Tenured in 1999
Judith Farmer enjoys a rich and varied career as a chamber musician, orchestra musician, soloist and teacher. She received her education at Indiana University and at the Hochschule fuer Musik in Vienna. From 1984-1996 she was principal bassoonist of the Austrian Radio Symphony Orchestra, performed and toured regularly with the Camerata Academica Salzburg under Sandor Vegh and with numerous chamber music ensembles in Vienna. Ms. Farmer has appeared as a soloist in the U.S. and in Europe, including the Salzburg Festival, and has participated in chamber music festivals in Prussia Cove (UK), Martha’s Vineyard (MA), Salem (NY), La Jolla (CA), Oaxaca (Mexico), Beverly Hills (CA) and Garth Newel (VA). For the 1995-96 season she held the position of visiting professor at the Hochschule fuer Musik in Graz, Austria. She has also taught at the International Mozart Academy in Prague, the Chautauqua Music Festival and the Henry Mancini Institute.

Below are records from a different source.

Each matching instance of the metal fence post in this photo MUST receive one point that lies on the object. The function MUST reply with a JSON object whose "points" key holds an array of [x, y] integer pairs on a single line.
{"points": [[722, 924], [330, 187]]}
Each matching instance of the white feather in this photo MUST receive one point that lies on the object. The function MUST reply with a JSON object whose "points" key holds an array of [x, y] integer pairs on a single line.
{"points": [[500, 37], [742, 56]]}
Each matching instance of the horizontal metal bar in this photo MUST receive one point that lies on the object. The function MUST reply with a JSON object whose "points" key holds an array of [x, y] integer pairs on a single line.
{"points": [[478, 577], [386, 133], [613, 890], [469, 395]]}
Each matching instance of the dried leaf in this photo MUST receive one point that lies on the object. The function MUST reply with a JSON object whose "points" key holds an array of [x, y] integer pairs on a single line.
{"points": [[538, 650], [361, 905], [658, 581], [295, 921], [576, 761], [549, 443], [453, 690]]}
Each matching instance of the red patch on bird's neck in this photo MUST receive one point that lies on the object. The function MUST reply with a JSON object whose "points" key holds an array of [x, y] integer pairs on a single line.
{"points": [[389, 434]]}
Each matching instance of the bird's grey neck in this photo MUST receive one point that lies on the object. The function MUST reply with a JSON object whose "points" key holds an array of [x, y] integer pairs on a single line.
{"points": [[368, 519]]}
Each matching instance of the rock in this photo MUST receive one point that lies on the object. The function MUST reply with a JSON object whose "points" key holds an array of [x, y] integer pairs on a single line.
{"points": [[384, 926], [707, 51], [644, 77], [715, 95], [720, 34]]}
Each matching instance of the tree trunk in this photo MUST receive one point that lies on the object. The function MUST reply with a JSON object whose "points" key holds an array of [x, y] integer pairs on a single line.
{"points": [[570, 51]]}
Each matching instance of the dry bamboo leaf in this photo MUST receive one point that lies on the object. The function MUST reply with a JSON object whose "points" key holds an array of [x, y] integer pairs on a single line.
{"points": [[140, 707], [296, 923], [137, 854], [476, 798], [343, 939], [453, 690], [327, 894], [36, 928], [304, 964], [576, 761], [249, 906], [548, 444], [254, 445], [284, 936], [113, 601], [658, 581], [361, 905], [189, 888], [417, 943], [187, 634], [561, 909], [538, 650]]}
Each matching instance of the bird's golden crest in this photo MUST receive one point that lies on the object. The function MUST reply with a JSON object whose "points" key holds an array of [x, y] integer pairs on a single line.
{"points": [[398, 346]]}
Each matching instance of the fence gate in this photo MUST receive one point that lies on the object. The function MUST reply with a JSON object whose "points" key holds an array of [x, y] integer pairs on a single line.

In 1996 Ms. Farmer moved to Los Angeles and since then has performed with the Los Angeles Philharmonic – including as guest associate principal in spring of 2009 – as well as for over 100 major motion pictures. She is currently principal bassoonist of the Santa Barbara Chamber Orchestra, a member of the Los Angeles Opera Orchestra and the Long Beach Symphony.
Judith Farmer teaches bassoon at the University of Southern California. She is an avid chamber musician, who enjoys collaborating with composers on new works and has had a number of works written and dedicated to her. Her recordings as a soloist and chamber musician are available on Albany, Ex-House and Orfeo Records.
Critics have described bassoonist Judith Farmer’s playing as “impeccable” (American Record Guide), “masterly” (Fanfare Magazine) and “brilliant” (Kronenzeitung, Austria). Barnaby Rayfield also noted in the July/August 2011 issue of Fanfare Magazine: ” … the playing on [composer Gernot Wolfgang’s CD Short Stories] is uniformly excellent, especially from Judith Farmer on bassoon, finding expressive extremes of that instrument I didn’t think possible.”